The last line of the Declaration of Independence reads, “And for the support of this Declaration, with a firm reliance on the protection of divine Providence, we mutually pledge to each other our Lives, our Fortunes and our sacred Honor.”
(Read the full text here.)
In two days, the final documents would be written and the delegates would approve them, and on July 4, independence would be declared, and the United States would be born.
When Caesar Rodney mounted his horse on that steamy night, he knew, the moment he put his foot in the stirrup, that what he was doing would essentially insure his death. His cancer had advanced, and the only doctors who might be able to treat him were in England; voting for independence and signing the document declaring it would label him a traitor, making his arrest and imprisonment or hanging a certainty should he try to travel to England.
The Crown would also threaten to take his land, his crops, his home and conscript his servants and tenants for their military. He could be looking at bankruptcy and destruction of his property as well. No, there was nothing good to come of a vote for independence for him personally. It would mean war, and being in charge of the Delaware militia, it would mean he would have to leave his farm and raise and lead an army, convince reluctant citizens to join and fund the army and fight against a colonial power that ruled the world.

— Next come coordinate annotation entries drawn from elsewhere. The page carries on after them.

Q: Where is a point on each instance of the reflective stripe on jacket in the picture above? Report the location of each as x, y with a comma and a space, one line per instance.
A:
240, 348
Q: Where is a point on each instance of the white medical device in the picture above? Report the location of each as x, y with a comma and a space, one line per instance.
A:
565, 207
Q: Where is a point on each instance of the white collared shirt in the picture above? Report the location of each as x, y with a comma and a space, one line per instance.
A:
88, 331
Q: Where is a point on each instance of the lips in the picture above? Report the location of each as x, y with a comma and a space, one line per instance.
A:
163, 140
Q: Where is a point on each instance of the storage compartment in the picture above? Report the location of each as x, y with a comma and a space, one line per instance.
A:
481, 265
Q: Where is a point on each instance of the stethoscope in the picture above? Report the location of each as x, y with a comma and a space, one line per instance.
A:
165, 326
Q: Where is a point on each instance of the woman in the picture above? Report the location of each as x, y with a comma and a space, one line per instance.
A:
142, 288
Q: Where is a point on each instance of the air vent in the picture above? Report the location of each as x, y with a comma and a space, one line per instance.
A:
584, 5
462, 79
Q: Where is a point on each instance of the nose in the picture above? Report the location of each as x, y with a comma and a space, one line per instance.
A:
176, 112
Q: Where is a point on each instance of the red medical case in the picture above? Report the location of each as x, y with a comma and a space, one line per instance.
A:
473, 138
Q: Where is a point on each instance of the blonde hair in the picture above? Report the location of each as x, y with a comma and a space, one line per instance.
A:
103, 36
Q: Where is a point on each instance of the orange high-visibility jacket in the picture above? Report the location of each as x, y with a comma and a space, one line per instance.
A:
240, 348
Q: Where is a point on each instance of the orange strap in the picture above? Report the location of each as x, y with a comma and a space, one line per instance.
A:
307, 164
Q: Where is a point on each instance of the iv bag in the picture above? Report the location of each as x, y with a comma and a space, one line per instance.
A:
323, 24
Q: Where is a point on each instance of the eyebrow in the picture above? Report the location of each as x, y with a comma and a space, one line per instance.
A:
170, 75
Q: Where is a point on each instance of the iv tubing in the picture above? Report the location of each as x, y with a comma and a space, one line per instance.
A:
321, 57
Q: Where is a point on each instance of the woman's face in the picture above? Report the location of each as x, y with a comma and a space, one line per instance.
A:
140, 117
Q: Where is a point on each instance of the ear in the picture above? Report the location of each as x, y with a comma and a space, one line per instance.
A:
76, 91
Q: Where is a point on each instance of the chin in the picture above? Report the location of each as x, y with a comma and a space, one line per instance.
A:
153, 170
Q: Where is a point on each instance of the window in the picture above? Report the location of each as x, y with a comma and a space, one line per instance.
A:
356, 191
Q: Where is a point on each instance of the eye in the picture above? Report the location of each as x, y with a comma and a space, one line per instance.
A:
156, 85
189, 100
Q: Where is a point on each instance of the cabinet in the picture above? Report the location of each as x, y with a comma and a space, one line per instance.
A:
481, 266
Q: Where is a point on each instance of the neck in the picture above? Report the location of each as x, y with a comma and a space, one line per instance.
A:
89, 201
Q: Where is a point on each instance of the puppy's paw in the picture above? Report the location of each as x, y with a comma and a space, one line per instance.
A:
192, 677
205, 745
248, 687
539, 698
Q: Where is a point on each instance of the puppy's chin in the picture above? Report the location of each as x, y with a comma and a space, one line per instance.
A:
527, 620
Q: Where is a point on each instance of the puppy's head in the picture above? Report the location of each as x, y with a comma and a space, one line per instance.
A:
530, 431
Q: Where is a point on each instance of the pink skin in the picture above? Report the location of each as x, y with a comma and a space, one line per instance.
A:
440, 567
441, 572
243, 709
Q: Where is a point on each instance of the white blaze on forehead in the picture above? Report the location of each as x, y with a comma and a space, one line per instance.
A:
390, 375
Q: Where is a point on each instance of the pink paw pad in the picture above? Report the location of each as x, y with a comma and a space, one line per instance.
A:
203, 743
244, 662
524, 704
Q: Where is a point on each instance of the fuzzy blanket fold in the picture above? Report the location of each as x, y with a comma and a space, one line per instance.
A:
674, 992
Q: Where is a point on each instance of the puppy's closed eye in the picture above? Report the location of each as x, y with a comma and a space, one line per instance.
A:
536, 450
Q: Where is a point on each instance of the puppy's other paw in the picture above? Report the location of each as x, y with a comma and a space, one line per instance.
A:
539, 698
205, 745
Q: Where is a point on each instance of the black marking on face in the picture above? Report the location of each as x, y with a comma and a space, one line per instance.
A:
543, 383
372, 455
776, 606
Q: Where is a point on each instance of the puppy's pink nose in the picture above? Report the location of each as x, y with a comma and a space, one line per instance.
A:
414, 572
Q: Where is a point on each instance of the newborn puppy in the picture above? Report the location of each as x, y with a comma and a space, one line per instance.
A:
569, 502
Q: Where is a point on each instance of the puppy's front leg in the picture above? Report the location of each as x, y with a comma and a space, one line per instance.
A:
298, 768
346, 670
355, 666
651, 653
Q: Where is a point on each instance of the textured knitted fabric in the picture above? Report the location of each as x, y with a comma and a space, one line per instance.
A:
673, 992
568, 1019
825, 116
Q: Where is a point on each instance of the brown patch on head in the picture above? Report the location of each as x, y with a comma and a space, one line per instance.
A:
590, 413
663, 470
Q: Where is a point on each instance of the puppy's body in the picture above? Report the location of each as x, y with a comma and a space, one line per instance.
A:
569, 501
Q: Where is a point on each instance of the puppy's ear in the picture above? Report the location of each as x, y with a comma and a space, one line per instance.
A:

He’d have to do it with fighters who had little more than a few old muskets, axes and rags on their feet. It was an immensely daunting future that Rodney faced when he mounted and rode that night.
So when you see those words, “we mutually pledge to one another our lives, our fortunes and our sacred honor,” they literally knew they ALL were signing a death warrant. That took courage.
And being eventers, we know a little bit about throwing our heart over an obstacle, and having the courage, however small, and however minor, to overcome a difficult task. We know what it takes to mount a horse, take a breath, and ride for our lives. And while we may not do 80 miles on a stormy night, and the stakes aren’t a nation at war (more like just trying to get home from work in time to ride before dark) … we know a little bit of how it feels to keep going when it gets tough, to keep trying despite all around you telling you it won’t work, and sticking up for what is right and what is fair.
The Founding Fathers of our nation indeed had courage, courage of a type we in our era will never see from current day politicians and public servants. Those guys 242 years ago were tough, smart, courageous — and pretty scared — but they did it anyway.
Sort of like eventers, too! Happy 4th of July — and now you know why we celebrate!